The lab is also equipped with oscilloscopes, arbitrary waveform generators, digital multi-meters and multiple AC/DC power supplies. The university ensures that safety requirements are fulfilled and periodic investigations of this and other EE labs are being conducted by the Building Operation and HSSE. Students are required to get special safety training before entering the labs.
Senior Design Support Center and Electric Shop
The electrical shop is a common facility for electrical engineering laboratories, created for the repair, construction, and prototyping of electronic items. The shop shares space with the senior design center, where the senior students can consult and seek advice from the full-time technician whose office is located here. The shop mainly consists of two workstations equipped with the necessary measurements and testing devices. It includes a Soldering and De-soldering Station and is equipped with measurement and testing tools. Moreover, the shop includes the latest technology of PCB prototyping machines (Mechanical and Laser) to produce PCB boards that the senior students design for their projects.
Signal and Systems, Computer Programming and Algorithms as well as Power Systems experiments and simulations are conducted in one of the TAMUQ computer labs.
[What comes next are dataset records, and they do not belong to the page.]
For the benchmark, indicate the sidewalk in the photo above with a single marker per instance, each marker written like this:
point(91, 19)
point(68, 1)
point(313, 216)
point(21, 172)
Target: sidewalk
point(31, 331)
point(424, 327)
Equipment in these labs includes up-to-date workstations and numerous output devices such as printers. A large selection of software and graphics packages is available in these computer labs.
The main purpose of the Signal and Systems Lab is to enable exploration of the theoretical concepts learned in the Signal and Systems course (ECEN 314). More specifically, in this computer laboratory, the students conduct on a weekly basis some computer experiments with the MATLAB and LABVIEW software packages. In addition, a well-designed set of tutorials are offered to the students in order to enable them to learn the basics of MATLAB and LABVIEW programs. The laboratory experiments cover continuous and digital signals and their properties, linear time-invariant systems, Fourier series and Fourier transform, sampling, and filters. In summary, the objective of this laboratory is to give students practical programming skills in MATLAB and LABVIEW that enable them to study and understand the theory behind signals and systems, as well as to validate the theory with real-word examples. Another fundamental aim of these experiments is to foster the technical capabilities of students and lead them to implement the final course project based on simulating a musical score interpretation using sinusoidal waves with finite durations bounded by rectangular functions.
The basic aim of the Computer Programming and Algorithms lab is to apply the theoretical concepts learned in the ECEN 210 course. More specifically, in this programming laboratory, students are exposed to a basic introduction to C language programming and common algorithms; computer systems; simple C programs; basic language constructs; ﬁle I/O; modular programming and functions; arrays and matrices; dynamic memory allocation, pointers and strings; simple data structures; searching, sorting, and numerical algorithms; algorithmic complexity.